This question is related to another:
Will multiple filegroups speed up my database?
The software that we are developing is an analytical tool that uses MS SQL Server 2005 to store relational data. Initial analysis may be slow (since we process millions or billions of rows of data), but there are performance requirements for quickly recalling previous analyzes, so we “save” the results of each analysis.
Our current approach is to save the results of the analysis in a series of "execution-specific" tables, and the analysis is quite complicated, and we can get up to 100 tables for analysis. Typically, these tables are used for analysis for a couple of hundred MB (which is small compared to our hundreds of GB or sometimes several TB of source data). But overall, disk space is not a problem for us. Each set of tables refers to one analysis, and in many cases this gives us tremendous performance improvements over the original data.
The approach begins to break down as soon as we accumulate enough saved analysis results - before we added more reliable archiving / cleaning capabilities, our test database reached several million tables. But we do not need to have more than 100,000 tables, even in production. Microsoft sets a rather huge theoretical limit on sysobjects (~ 2 billion), but as soon as our database grows above 100,000 or so, simple queries like CREATE TABLE and DROP TABLE can drop dramatically.
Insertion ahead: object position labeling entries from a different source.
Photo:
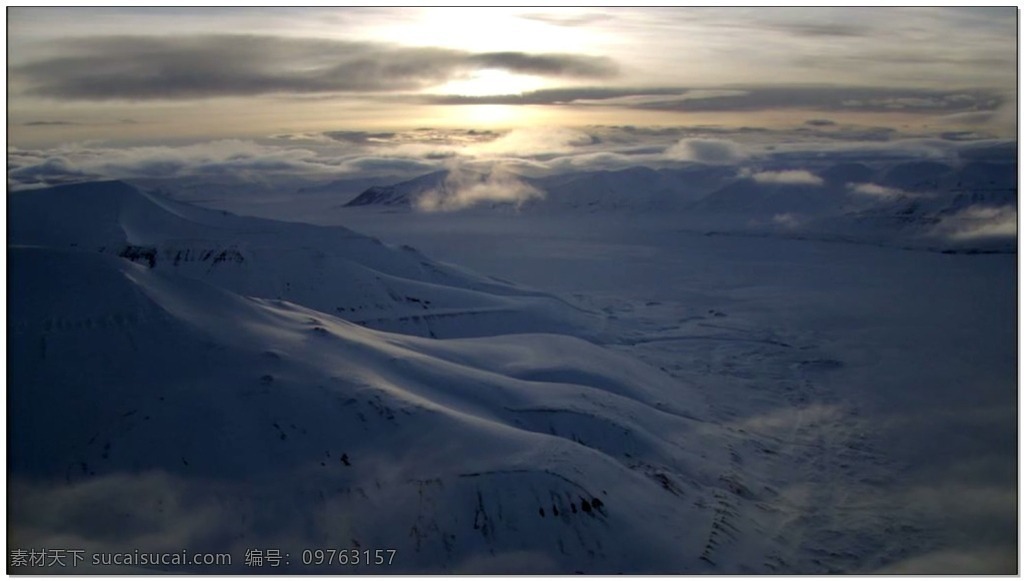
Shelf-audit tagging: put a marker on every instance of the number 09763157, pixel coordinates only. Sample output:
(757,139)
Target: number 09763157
(351,557)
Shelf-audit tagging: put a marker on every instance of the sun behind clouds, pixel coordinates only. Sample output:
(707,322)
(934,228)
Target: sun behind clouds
(488,82)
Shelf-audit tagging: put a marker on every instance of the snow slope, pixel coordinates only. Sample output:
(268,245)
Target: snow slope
(332,270)
(159,412)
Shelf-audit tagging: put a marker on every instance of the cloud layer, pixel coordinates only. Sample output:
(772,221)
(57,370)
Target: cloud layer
(136,68)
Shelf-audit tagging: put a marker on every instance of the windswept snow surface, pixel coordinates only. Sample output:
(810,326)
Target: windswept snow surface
(655,401)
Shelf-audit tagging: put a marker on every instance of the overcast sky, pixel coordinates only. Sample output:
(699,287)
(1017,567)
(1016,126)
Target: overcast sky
(157,75)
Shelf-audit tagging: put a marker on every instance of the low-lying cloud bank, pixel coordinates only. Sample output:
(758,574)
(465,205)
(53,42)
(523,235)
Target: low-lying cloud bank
(780,157)
(463,189)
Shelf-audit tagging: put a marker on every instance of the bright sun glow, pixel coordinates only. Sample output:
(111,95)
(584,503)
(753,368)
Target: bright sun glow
(491,115)
(491,82)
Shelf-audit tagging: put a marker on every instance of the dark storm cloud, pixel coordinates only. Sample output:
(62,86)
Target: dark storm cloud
(48,123)
(358,136)
(870,99)
(210,66)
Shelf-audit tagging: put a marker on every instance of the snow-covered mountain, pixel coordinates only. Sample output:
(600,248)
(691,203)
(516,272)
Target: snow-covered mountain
(331,270)
(403,194)
(161,402)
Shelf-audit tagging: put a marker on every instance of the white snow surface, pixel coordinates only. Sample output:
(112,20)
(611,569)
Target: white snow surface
(656,401)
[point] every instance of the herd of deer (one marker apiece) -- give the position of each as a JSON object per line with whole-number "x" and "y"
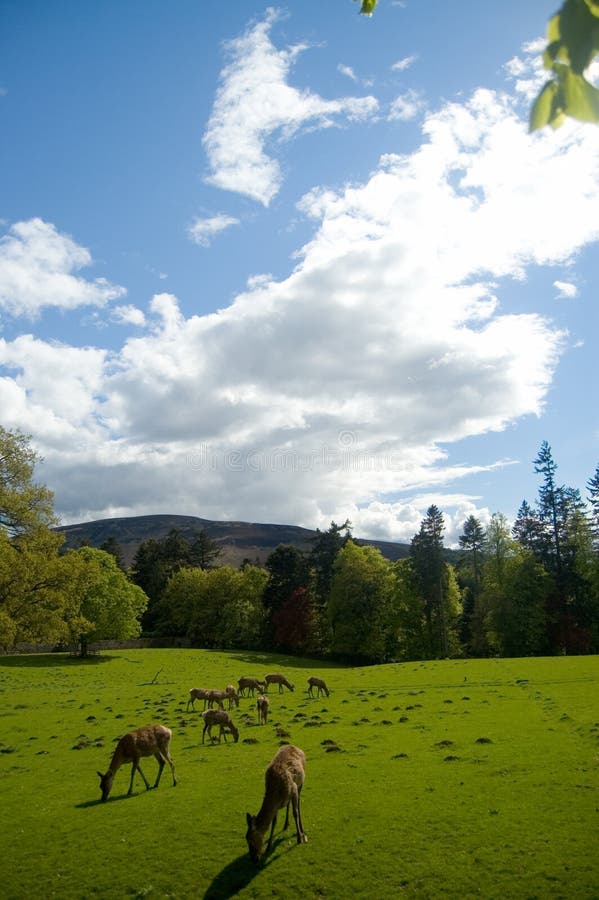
{"x": 284, "y": 777}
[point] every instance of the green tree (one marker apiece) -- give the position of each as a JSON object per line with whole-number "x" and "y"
{"x": 36, "y": 597}
{"x": 472, "y": 542}
{"x": 288, "y": 572}
{"x": 215, "y": 608}
{"x": 112, "y": 546}
{"x": 109, "y": 606}
{"x": 499, "y": 547}
{"x": 360, "y": 605}
{"x": 426, "y": 552}
{"x": 24, "y": 505}
{"x": 529, "y": 530}
{"x": 35, "y": 590}
{"x": 572, "y": 45}
{"x": 204, "y": 552}
{"x": 593, "y": 497}
{"x": 154, "y": 564}
{"x": 517, "y": 620}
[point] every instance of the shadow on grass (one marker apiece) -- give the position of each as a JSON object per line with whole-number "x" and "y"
{"x": 238, "y": 874}
{"x": 87, "y": 804}
{"x": 51, "y": 660}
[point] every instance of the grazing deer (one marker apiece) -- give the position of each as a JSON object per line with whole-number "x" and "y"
{"x": 225, "y": 724}
{"x": 217, "y": 697}
{"x": 277, "y": 678}
{"x": 151, "y": 740}
{"x": 317, "y": 683}
{"x": 262, "y": 705}
{"x": 196, "y": 694}
{"x": 232, "y": 695}
{"x": 283, "y": 781}
{"x": 252, "y": 684}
We have a place to discuss our approach, but I think it can be difficult to do without a larger context, so instead I want to ask a more general question: if we are forced to create so many tables, then what is the best approach to manage them ? Multiple filegroups? Multiple schemes / owners? Multiple Databases?
One more note: I’m not enthusiastic about the idea of “just throwing hardware at a problem” (that is, adding RAM, processor power, disk speed). But we will not exclude this, especially if (for example) someone can tell us what the effect of adding RAM or using several filegroups will have to manage a large system directory.